The Annual Work Plan which UNDP signs with Tajikistan’s government provides around US$30 million each year for the planned activities. In addition to the overall economic development, we focus on disaster risk deduction, enhancement of the rule of law and access to justice programs, environmental protection and energy security and efficiency.

Furthermore, UNDP provides support for the National Development Strategy and we aid the private sector development and enhancement of trade. Providing both financial and technical assistance, UNDP strives to enhance good governance as well as social and economic growth in order to reduce poverty, unlock human potential, protect rights and improve core public functions.

European Times: Which governmental and international institutions are UNDP’s major partners in Tajikistan?

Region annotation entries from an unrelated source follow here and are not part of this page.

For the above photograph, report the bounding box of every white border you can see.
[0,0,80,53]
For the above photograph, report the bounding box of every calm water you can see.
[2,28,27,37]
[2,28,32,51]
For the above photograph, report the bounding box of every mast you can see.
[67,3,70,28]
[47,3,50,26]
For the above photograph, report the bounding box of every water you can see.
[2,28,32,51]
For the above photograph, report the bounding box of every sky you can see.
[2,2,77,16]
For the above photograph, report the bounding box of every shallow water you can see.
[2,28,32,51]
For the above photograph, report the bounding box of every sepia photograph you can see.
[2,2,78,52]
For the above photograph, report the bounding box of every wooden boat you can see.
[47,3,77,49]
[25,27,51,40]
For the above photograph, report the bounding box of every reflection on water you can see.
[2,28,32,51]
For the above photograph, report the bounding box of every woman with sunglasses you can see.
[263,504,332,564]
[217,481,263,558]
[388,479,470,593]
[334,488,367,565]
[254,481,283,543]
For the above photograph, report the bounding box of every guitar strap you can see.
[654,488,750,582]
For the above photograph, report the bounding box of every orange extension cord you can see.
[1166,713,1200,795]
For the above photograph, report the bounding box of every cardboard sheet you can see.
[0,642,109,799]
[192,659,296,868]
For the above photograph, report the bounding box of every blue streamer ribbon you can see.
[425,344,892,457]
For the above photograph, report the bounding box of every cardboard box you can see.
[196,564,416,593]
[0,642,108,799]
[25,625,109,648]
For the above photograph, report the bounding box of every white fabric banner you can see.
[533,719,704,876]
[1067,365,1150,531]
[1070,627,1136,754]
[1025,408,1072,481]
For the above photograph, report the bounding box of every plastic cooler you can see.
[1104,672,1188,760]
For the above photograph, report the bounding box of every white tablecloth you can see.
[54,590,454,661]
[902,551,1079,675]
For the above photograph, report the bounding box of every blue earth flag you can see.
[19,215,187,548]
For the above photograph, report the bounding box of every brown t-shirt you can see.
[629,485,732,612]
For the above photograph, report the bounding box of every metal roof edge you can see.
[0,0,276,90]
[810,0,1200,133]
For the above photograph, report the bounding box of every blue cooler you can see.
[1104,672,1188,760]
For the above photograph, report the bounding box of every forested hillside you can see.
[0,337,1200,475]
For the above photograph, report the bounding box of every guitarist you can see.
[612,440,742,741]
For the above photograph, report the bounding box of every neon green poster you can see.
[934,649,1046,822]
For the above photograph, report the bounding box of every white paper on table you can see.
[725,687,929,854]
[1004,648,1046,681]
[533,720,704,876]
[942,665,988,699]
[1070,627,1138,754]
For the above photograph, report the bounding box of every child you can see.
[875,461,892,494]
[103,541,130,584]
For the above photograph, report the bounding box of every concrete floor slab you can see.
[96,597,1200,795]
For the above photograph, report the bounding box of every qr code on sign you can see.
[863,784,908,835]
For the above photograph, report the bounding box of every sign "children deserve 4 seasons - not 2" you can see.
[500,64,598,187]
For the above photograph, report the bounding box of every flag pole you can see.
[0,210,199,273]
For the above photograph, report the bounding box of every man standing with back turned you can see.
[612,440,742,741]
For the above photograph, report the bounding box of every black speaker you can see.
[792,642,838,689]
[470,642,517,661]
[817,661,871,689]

Jan Harfst: With Tajikistan’s government as our most important partner, UNDP also works with a wide range of institutions and organizations, including other UN agencies, civil society, academia, media, international financial institutions, bilateral agencies, the private sector and others. Our main counterpart in the government is the Ministry of Economic Development and Trade, and we also work closely with the State Committee for Emergency Situations, the Ministry of Justice, the Ministry of Heath and the Ministry of Environment.

In terms of bilateral agencies, we have excellent cooperation with the Swiss Agency for Development and Cooperation Office, the Government of Finland, as well as the Government of Japan.

European Times: What is your projection for the next five years?

Jan Harfst: In five years, we definitely hope that the government will be able to push through the envisioned reforms, particularly those aimed at enhancing the development of the private sector, such as the reforms dedicated to ensuring a better business environment, better legal systems and legal protection and eradicating corruption. Furthermore, in the following period Tajikistan should also focus on becoming energy independent. With a hardworking workforce, excellent potential and provided that the right policies are in place, the country could become a real success story.